Jorge Afonso (c. 1470 – 1540) was a noted Portuguese Renaissance painter.

Jorge Afonso was nominated royal painter in 1508 by King Manuel I and again in 1529 by John III. He was mainly based in Lisbon, with a workshop near the Igreja de São Domingos. A whole generation of Portuguese painters was educated in his workshop, including Cristóvão de Figueiredo, Garcia Fernandes, Gregório Lopes and Jorge Leal, among others.

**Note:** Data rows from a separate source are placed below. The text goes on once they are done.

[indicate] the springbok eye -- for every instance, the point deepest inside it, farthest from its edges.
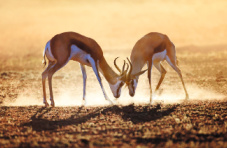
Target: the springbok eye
(132, 82)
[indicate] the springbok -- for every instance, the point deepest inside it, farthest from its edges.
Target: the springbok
(151, 49)
(73, 46)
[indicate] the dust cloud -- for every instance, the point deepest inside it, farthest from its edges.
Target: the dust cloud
(168, 96)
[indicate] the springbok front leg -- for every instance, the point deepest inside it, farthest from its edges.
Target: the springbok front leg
(149, 65)
(95, 69)
(84, 83)
(44, 76)
(51, 72)
(173, 64)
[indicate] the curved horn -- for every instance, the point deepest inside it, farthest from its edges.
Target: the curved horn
(123, 67)
(130, 65)
(115, 64)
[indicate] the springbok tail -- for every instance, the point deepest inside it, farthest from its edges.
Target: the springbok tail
(177, 62)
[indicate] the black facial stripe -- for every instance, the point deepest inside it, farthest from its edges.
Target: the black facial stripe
(118, 89)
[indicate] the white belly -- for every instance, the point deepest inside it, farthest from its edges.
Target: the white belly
(79, 55)
(48, 52)
(160, 56)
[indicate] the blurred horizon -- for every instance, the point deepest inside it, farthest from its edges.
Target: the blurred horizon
(26, 25)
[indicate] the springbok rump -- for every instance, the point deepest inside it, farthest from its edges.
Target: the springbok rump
(73, 46)
(151, 50)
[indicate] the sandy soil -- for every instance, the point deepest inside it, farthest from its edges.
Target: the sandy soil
(197, 28)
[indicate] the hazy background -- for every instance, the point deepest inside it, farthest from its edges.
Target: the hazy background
(27, 25)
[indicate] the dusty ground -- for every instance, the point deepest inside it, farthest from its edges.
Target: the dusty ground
(199, 33)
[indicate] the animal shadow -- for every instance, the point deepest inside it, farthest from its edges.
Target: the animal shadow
(136, 114)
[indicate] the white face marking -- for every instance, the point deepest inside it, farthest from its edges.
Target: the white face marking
(48, 52)
(79, 55)
(160, 56)
(132, 87)
(114, 89)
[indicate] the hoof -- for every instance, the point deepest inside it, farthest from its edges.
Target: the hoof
(84, 103)
(187, 97)
(52, 104)
(46, 104)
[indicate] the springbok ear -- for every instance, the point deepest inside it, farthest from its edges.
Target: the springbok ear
(140, 73)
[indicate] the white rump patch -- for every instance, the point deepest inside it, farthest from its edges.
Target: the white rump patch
(160, 56)
(79, 55)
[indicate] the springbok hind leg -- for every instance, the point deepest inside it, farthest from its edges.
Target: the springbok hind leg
(95, 69)
(53, 69)
(174, 66)
(44, 76)
(162, 71)
(84, 82)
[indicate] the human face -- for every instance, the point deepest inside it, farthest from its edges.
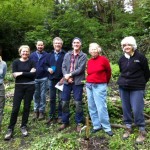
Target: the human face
(94, 52)
(128, 48)
(40, 46)
(76, 44)
(57, 45)
(24, 53)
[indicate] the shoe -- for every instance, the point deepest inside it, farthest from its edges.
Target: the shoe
(36, 115)
(79, 126)
(95, 130)
(141, 138)
(8, 135)
(41, 116)
(127, 133)
(59, 120)
(110, 133)
(63, 126)
(24, 131)
(49, 121)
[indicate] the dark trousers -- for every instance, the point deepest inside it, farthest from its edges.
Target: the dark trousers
(133, 102)
(22, 91)
(77, 95)
(55, 94)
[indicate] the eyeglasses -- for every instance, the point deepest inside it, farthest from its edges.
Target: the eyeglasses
(126, 45)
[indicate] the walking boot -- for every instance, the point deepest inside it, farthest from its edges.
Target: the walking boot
(41, 116)
(63, 126)
(36, 115)
(141, 138)
(127, 133)
(9, 134)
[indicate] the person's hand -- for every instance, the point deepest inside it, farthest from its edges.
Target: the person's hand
(70, 80)
(50, 70)
(67, 76)
(61, 82)
(16, 74)
(33, 70)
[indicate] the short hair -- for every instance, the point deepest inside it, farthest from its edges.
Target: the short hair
(58, 39)
(95, 46)
(23, 46)
(77, 38)
(129, 40)
(39, 42)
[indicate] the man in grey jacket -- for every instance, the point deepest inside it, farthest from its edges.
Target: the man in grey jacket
(73, 69)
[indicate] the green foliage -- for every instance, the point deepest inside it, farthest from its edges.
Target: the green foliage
(115, 71)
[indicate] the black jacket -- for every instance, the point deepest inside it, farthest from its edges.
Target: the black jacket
(134, 72)
(50, 61)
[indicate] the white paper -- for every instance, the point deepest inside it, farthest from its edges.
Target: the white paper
(60, 87)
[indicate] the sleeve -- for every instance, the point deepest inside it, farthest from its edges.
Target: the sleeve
(15, 66)
(47, 62)
(145, 68)
(64, 64)
(108, 70)
(30, 74)
(4, 69)
(81, 66)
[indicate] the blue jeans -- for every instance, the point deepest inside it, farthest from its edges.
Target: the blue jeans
(53, 93)
(96, 94)
(40, 95)
(2, 101)
(22, 92)
(133, 101)
(77, 95)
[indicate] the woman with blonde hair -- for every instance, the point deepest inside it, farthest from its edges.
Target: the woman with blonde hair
(3, 70)
(98, 76)
(23, 70)
(134, 74)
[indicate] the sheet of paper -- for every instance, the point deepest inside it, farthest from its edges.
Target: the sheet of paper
(60, 87)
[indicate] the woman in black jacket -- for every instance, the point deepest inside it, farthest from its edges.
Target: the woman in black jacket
(134, 74)
(23, 70)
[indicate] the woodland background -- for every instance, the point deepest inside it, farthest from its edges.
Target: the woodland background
(106, 22)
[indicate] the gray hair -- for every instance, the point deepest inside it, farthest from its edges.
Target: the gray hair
(95, 46)
(57, 39)
(23, 46)
(129, 40)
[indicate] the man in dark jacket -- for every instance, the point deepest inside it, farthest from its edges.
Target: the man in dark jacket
(134, 74)
(54, 67)
(73, 69)
(39, 56)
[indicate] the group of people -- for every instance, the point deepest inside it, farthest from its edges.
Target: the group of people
(33, 71)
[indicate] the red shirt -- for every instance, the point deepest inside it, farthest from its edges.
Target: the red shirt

The main painted altarpieces attributed to Jorge Afonso were commissioned by the old Queen Leonor, widow of King John II and sister of Manuel I. For the former Queen, Jorge Afonso painted the main altarpiece of the Convent of Madre de Deus, in Lisbon, in 1515. This magnificent altarpiece is now in the National Museum of Ancient Art, in Lisbon. Between 1520 and 1530, Jorge Afonso painted the 14 panels of the main altarpiece of the Monastery of Jesus, in Setúbal, again sponsored by Queen Leonor. The panels can be seen in the museum of the Monastery.

Jorge Afonso's workshop is also linked to the painted decoration of the walls of the Round Church of the Convent of Christ, in Tomar, executed in the 1530s.